When is blocking a punt a bad thing? When an obscure rule allows the kicking team to keep the ball.
The Cowboys, of course, were involved in one of the most infamous plays in NFL history on a snowy Thanksgiving Day in 1993. Leon Lett tried to recover a blocked field goal in the waning seconds, allowing the Dolphins another opportunity to kick the game-winner after they recovered the touched ball.
On Sunday, Cowboys receiver Malik Turner blocked the kick of Broncos punter Sam Martin after Denver went three-and-out on its first possession of the second half. It briefly seemed like a momentum swing, giving the Cowboys a short field after trailing 16-0 at halftime.
“I’ve got about 200 punt blocks on tape over the last 10 years, and this is only the third time I’ve seen it,” Cowboys special teams coach John Fassel said, via David Helman of the team website.
“It” was rookie cornerback Nahshon Wright touching the ball beyond the line of scrimmage as he tried to catch the blocked kick. Denver linebacker Jonas Griffith recovered the ball.

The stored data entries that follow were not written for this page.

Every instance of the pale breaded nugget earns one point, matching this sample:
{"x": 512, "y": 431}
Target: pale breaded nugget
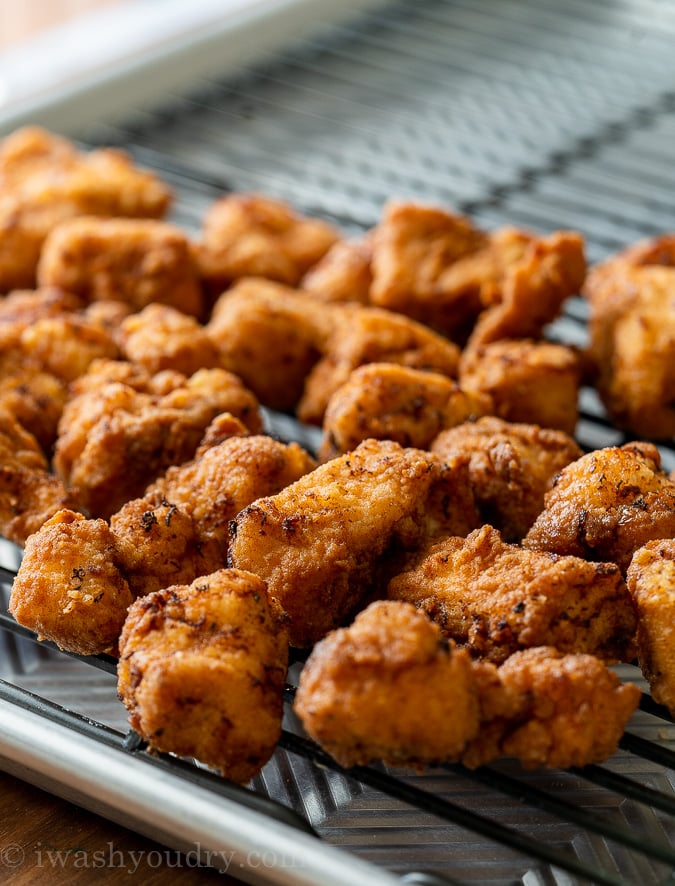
{"x": 651, "y": 582}
{"x": 115, "y": 440}
{"x": 498, "y": 598}
{"x": 44, "y": 180}
{"x": 29, "y": 493}
{"x": 533, "y": 382}
{"x": 248, "y": 235}
{"x": 511, "y": 467}
{"x": 133, "y": 260}
{"x": 321, "y": 544}
{"x": 533, "y": 290}
{"x": 552, "y": 710}
{"x": 607, "y": 504}
{"x": 372, "y": 335}
{"x": 386, "y": 401}
{"x": 270, "y": 336}
{"x": 69, "y": 588}
{"x": 388, "y": 688}
{"x": 202, "y": 671}
{"x": 632, "y": 336}
{"x": 344, "y": 273}
{"x": 161, "y": 337}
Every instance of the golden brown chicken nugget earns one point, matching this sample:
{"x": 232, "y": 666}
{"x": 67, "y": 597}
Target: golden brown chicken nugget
{"x": 202, "y": 671}
{"x": 321, "y": 544}
{"x": 533, "y": 382}
{"x": 388, "y": 688}
{"x": 386, "y": 401}
{"x": 607, "y": 504}
{"x": 651, "y": 582}
{"x": 511, "y": 467}
{"x": 498, "y": 598}
{"x": 69, "y": 588}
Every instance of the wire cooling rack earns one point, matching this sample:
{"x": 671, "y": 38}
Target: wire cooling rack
{"x": 526, "y": 112}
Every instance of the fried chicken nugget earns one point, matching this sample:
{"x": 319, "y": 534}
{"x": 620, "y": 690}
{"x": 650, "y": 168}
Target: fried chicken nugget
{"x": 322, "y": 543}
{"x": 386, "y": 401}
{"x": 44, "y": 180}
{"x": 271, "y": 336}
{"x": 248, "y": 235}
{"x": 372, "y": 335}
{"x": 202, "y": 671}
{"x": 552, "y": 710}
{"x": 498, "y": 598}
{"x": 511, "y": 467}
{"x": 161, "y": 337}
{"x": 115, "y": 440}
{"x": 651, "y": 582}
{"x": 133, "y": 260}
{"x": 29, "y": 493}
{"x": 388, "y": 688}
{"x": 632, "y": 336}
{"x": 69, "y": 588}
{"x": 607, "y": 504}
{"x": 533, "y": 382}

Instead of the Cowboys having the ball at the Denver 19, the Broncos kept the ball. The Broncos ended up with a field goal on the drive, deflating the Cowboys’ comeback hopes.
Wright’s touch, because it was beyond the line of scrimmage, was a muff by rule. Cowboys executive vice president Stephen Jones called it a “tough rule.”

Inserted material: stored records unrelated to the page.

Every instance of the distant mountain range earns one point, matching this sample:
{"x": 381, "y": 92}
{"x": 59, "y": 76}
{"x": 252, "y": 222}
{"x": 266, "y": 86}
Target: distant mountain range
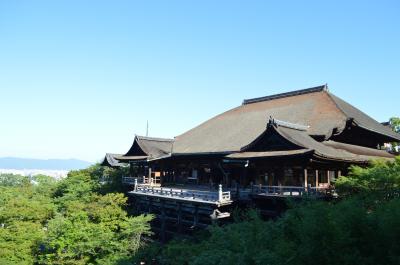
{"x": 50, "y": 164}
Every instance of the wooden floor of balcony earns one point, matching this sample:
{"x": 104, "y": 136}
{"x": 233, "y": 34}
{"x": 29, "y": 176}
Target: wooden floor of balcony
{"x": 198, "y": 195}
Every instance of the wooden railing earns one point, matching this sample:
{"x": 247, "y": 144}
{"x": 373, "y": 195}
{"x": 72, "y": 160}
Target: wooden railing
{"x": 289, "y": 191}
{"x": 209, "y": 196}
{"x": 128, "y": 180}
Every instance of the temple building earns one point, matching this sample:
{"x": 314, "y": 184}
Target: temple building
{"x": 287, "y": 144}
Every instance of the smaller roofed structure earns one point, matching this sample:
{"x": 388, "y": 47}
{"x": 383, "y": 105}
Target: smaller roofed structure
{"x": 110, "y": 160}
{"x": 146, "y": 148}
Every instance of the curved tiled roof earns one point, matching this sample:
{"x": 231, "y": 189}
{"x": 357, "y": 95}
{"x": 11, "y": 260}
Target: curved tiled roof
{"x": 110, "y": 160}
{"x": 316, "y": 107}
{"x": 148, "y": 147}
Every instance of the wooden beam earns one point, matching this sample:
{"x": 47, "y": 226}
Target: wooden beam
{"x": 328, "y": 175}
{"x": 305, "y": 177}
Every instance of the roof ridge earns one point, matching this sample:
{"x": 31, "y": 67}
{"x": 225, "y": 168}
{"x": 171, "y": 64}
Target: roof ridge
{"x": 287, "y": 94}
{"x": 290, "y": 125}
{"x": 154, "y": 138}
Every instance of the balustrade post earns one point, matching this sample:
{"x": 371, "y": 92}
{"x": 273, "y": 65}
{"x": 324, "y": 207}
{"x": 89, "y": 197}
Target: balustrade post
{"x": 135, "y": 188}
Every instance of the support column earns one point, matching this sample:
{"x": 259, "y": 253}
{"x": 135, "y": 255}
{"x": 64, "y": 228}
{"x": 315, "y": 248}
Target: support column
{"x": 179, "y": 221}
{"x": 150, "y": 182}
{"x": 196, "y": 215}
{"x": 305, "y": 178}
{"x": 328, "y": 175}
{"x": 162, "y": 221}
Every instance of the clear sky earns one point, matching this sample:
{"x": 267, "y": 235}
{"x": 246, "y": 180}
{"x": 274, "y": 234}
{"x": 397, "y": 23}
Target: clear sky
{"x": 80, "y": 78}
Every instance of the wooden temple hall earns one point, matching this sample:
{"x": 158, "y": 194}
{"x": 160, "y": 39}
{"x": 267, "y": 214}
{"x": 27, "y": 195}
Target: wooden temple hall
{"x": 289, "y": 144}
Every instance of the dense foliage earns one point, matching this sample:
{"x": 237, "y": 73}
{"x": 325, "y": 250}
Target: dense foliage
{"x": 362, "y": 228}
{"x": 73, "y": 221}
{"x": 81, "y": 220}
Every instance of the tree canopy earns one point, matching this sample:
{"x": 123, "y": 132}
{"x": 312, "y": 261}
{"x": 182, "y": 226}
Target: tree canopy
{"x": 67, "y": 222}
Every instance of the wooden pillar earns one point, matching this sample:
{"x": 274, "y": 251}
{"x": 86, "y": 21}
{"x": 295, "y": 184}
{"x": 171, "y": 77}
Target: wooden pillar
{"x": 305, "y": 177}
{"x": 150, "y": 204}
{"x": 179, "y": 221}
{"x": 196, "y": 215}
{"x": 162, "y": 221}
{"x": 328, "y": 175}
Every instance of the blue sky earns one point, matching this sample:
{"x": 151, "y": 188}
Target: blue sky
{"x": 80, "y": 78}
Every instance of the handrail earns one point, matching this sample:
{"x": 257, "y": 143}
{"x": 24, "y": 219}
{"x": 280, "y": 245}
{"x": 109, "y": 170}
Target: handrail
{"x": 288, "y": 190}
{"x": 182, "y": 193}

“You’d like to see the rule change,” coach Mike McCarthy said. “But what are going to do?”
Fassel did not blame Wright for trying to catch the blocked kick. It merely was wrong place, wrong time and that kind of day for the Cowboys.
“The ball got blocked right to him, so of course he’d try and handle it,” Fassel said. “I said a million out of a million times, if the ball got blocked right to me I would, too. Because you really lose a sense of exactly where the line of scrimmage was.”